Drawbacks of Not Fixing a Cracked Tooth
The first issues to arise after you sustain a cracked tooth may seem relatively minor. There’s likely to be some discomfort, though the degree to which this is an issue depends heavily on how deep the crack is and where it is on your tooth. A crack that’s deep enough to expose dentin or pulp will likely result in some pain and sensitivity. The more significant the crack, the more significant the potential for pain.
Your experience of pain and sensitivity related to the cracked tooth is often the only information you have to determine how serious the crack is, and that makes it difficult to self-diagnose. Everyone experiences this discomfort differently. You may feel a low level of constant discomfort emanating from the cracked tooth, or the pain may be limited to sharp jolts of pain when chewing, flossing, or brushing.

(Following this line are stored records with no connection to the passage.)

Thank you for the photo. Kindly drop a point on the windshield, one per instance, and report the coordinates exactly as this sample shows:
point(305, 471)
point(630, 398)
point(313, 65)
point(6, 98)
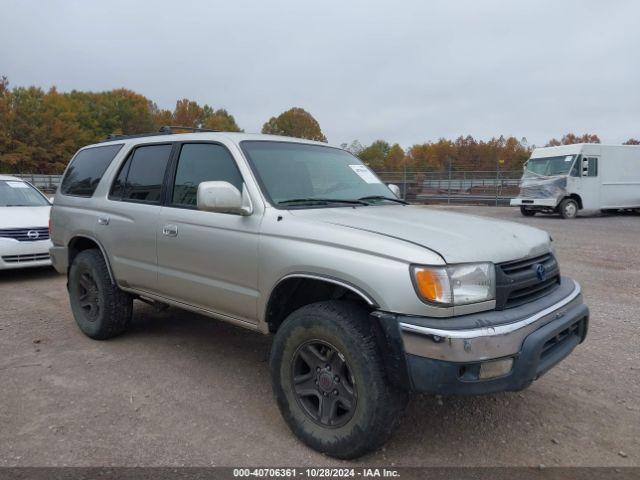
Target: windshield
point(297, 174)
point(15, 193)
point(549, 166)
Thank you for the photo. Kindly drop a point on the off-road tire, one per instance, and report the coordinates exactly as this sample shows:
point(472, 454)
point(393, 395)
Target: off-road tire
point(113, 307)
point(527, 212)
point(568, 208)
point(378, 405)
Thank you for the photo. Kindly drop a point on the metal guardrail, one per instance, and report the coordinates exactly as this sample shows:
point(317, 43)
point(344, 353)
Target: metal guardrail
point(488, 187)
point(46, 183)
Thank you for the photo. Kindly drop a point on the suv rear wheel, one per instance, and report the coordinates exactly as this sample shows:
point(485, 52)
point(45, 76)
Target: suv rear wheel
point(99, 307)
point(329, 380)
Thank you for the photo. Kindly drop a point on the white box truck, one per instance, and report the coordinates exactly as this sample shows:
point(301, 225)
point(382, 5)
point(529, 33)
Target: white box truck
point(589, 176)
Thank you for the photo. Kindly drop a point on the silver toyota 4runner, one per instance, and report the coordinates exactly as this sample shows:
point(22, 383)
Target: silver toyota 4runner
point(368, 298)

Your teeth may also experience increased sensitivity to temperature. If you have a cracked tooth that you haven’t treated and you’re suddenly feeling a lot more pain and sensitivity on that side of your mouth, though, that’s a pretty good sign that the problem has got worse.

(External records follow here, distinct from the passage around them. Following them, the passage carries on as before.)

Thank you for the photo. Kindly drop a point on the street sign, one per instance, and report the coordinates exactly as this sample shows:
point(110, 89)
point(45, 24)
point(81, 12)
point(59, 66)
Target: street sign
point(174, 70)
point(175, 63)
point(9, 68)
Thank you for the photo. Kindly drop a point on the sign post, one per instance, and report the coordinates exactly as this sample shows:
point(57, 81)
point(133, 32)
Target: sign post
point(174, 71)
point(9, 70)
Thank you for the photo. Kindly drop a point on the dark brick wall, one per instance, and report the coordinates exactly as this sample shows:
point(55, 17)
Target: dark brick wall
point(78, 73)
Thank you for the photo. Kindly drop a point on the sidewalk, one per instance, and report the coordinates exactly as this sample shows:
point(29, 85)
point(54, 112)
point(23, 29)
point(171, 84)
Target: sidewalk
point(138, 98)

In addition to pain, a cracked tooth can be the first step down the road to an infected tooth. The dentin and pulp in your teeth should not be exposed. They need that hard enamel to protect them from bacteria. Infections in the soft inner parts of your teeth can be painful. They can be gross, resulting in oozing sores in your mouth. They can also be dangerous, leading to a serious infection that causes high fevers and requires immediate emergency medical attention.
On top of that, cracked teeth can get so bad that they turn into fractures. If you leave a cracked tooth untreated and don’t address the issue that caused the crack in the first place, you open up the possibility of breaking your tooth. The crack may also extend down past the gum line, at which point your treatment options beyond extraction become extremely limited. Leaving a cracked tooth untreated just isn’t a good idea. You can really open yourself up to some serious problems if you neglect the issue. Cracked teeth don’t heal on their own, and the longer you wait to seek treatment, the more it’s likely to cost to get it fixed.

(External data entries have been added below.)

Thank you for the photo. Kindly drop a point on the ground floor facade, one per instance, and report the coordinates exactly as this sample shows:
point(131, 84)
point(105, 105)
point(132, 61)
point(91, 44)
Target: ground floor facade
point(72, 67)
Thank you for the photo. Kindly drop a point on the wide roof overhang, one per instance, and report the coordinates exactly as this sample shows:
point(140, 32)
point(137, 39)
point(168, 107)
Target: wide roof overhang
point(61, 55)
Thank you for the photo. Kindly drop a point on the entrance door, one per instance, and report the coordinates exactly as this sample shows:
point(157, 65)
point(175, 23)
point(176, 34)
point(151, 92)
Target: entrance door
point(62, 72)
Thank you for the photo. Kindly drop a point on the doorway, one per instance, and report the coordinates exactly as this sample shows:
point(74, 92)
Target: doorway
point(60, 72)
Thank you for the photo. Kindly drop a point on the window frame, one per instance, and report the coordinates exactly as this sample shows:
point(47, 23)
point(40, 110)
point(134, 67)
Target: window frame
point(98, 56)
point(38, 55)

“Cracks are very difficult to diagnose because the symptoms are vary so much from patient to patient. Over the years, I have worked with patients who have had long-standing unexplained tooth pain that seems to get worse over time despite receiving various forms of dental treatment, including crowns. Some have even had root canal therapy and still have tooth pain. Patients frequently reach a point where they can no longer take the aggravation and resort to extraction – believing they will be better off without the tooth. Often examination of the tooth post-extraction reveals the presence of a vertical crack that never could have been detected prior to extraction. In these cases, extraction was absolutely the right choice for treatment. No one could have repaired the tooth because the crack extended into the root below the bone level.”
Benefits of Seeking Emergency Care
If you experience a sudden crack in your tooth enamel, you don’t necessarily need to seek emergency treatment. It depends on the severity of the crack. However, as mentioned above, it’s nearly impossible to gauge for yourself how serious the issue is. If you’re experiencing a lot of pain and sensitivity, you should definitely go seek treatment as soon as possible. If you’re only slightly uncomfortable but know you had some risk factors for a serious crack, you should also seek emergency dental care. It’s better to be safe than sorry. The sooner you get treatment, the greater the chance that you’ll save your tooth and avoid the need for expensive extraction and dental implant treatment.